Und weil ich den Scheiß loswerden will. Was eben, das wissen wir aus verschiedenen Analysen, ein bisschen Zeit braucht. Die muss man sich nehmen, ob man will oder nicht. Covid kann einen extrem ausbremsen und wenn man nicht aufpasst, ist das länger der Fall. Wer will das schon? Ich räume nicht mal dem Fräulein Trulla mehr Spielraum als nötig ein, warum sollte ich es also diesem Virus einräumen?
Covid ist keine Erkältung und wer es auf die leichte Schulter nimmt, spielt ein möglicherweise riskantes Spiel. Es ist gefährlich. Sicherlich gibt es Menschen, deren Verläufe total mild sind und ich bin froh für sie, denn ich weiß jetzt, wie es aussehen kann und ich glaube sehr wohl, dass das keineswegs die schlimmste Art und Weise war, mit der man diesem Virus begegnen kann. Ich will auch nicht jammern, aber vielleicht helfen die Erfahrungen anderen ein bisschen.
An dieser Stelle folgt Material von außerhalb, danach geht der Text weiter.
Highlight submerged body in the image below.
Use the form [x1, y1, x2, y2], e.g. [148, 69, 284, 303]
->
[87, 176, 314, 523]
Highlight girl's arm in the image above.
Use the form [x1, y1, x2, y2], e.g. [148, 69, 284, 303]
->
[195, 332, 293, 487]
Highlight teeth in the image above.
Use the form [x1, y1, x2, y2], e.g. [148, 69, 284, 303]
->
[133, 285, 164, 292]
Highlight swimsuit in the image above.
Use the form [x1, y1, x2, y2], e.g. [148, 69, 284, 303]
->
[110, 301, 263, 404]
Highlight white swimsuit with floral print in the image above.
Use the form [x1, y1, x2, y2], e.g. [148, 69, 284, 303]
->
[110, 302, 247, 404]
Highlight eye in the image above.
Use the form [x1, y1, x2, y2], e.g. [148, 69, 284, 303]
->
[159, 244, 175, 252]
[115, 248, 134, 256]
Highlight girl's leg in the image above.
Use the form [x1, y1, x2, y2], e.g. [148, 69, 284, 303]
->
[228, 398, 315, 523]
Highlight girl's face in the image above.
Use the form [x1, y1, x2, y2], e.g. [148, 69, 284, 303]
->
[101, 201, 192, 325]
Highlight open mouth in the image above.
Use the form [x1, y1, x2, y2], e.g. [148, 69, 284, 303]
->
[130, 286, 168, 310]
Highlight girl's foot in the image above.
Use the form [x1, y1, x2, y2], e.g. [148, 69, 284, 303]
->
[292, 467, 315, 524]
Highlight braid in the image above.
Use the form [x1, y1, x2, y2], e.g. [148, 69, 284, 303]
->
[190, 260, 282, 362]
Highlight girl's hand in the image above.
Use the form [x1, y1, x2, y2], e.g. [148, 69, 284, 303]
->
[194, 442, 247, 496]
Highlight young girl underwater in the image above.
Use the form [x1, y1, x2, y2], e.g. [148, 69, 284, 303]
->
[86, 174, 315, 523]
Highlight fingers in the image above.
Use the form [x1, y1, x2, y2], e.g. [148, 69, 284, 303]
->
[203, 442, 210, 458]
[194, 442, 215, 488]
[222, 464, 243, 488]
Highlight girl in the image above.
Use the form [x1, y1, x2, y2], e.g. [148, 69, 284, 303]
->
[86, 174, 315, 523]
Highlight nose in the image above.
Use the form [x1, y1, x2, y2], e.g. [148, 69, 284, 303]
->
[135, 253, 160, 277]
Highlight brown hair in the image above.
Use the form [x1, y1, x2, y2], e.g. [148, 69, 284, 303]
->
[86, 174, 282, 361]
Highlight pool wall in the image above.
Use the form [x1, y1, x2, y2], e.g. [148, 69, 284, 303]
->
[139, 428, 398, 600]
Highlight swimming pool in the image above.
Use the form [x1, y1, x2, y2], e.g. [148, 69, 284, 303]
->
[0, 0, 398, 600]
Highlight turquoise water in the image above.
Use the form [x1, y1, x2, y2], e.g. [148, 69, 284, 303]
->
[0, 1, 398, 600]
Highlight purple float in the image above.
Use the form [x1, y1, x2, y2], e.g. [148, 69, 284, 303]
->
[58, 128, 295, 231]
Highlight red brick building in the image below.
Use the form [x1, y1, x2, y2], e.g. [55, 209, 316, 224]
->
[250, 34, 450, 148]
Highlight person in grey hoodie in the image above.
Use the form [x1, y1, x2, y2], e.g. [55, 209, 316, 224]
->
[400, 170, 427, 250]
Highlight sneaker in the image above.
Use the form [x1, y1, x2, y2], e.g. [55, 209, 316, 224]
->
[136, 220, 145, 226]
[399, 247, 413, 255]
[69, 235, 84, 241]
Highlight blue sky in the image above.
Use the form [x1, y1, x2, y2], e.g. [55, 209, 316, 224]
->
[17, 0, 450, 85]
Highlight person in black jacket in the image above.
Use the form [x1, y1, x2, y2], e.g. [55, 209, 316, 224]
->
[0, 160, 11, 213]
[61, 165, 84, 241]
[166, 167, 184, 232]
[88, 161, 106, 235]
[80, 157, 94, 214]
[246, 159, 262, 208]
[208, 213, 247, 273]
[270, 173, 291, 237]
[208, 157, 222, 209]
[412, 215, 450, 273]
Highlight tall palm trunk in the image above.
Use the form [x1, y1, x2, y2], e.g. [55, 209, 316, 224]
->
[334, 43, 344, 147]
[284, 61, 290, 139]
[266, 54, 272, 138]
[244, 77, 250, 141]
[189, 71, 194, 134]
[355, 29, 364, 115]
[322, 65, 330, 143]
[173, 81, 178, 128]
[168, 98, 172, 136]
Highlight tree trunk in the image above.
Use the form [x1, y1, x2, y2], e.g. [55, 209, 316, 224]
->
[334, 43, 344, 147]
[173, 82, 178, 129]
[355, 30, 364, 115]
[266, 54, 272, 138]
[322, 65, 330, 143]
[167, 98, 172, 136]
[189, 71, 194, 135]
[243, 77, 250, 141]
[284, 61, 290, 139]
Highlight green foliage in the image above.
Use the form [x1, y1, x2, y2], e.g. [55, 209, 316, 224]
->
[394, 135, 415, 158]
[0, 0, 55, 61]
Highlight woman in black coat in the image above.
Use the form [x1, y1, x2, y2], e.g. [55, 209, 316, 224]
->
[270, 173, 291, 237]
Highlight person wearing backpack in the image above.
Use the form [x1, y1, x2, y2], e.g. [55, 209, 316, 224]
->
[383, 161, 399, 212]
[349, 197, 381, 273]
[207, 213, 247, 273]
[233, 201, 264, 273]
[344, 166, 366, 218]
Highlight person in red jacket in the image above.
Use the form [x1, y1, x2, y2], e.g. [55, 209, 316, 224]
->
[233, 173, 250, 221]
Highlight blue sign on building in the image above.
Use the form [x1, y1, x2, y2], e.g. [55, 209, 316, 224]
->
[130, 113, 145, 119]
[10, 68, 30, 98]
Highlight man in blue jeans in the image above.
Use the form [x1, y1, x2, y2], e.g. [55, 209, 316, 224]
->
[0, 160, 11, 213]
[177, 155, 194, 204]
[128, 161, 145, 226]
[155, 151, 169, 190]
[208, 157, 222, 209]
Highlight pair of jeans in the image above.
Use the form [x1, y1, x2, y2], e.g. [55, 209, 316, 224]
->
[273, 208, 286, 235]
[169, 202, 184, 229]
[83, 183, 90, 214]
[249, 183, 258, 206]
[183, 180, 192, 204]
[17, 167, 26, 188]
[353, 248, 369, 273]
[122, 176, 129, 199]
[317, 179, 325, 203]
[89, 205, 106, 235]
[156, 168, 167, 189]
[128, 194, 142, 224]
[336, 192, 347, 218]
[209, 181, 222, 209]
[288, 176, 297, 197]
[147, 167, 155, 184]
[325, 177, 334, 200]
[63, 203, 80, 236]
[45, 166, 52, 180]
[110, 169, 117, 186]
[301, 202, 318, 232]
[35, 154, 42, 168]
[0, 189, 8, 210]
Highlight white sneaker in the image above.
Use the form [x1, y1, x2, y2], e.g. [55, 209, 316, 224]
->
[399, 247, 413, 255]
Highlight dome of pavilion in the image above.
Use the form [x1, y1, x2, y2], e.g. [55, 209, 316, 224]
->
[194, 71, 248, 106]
Es kann atemberaubend sein, im wahrsten Sinne des Wortes und einen müde machen. Daher: aufpassen und sich die Zeit nehmen, die nötig ist. Was mir geholfen hat, und dafür bin ich mehr als dankbar, waren einige Tage in den Bergen, die Luft hat geholfen durchzuatmen und für einen Moment einfach zu erholen. Es ist also wichtig, egal ob man weg kann um einen Moment zu regenerieren oder nicht: Sich gut tun und die Pausen einlegen, die der Körper braucht, anfangen mit Spaziergängen und es nicht übertreiben. Ich habe das Gefühl, dass ich mir das, was ich mir über die letzten Monate hart erarbeite, zurückholen muss und das ist ohne Frage ein Kraftakt. Ein langsamer und zäher und einer, der Zeit und Geduld braucht.
Auch wenn es einem, wie mir, grad gar nicht passt.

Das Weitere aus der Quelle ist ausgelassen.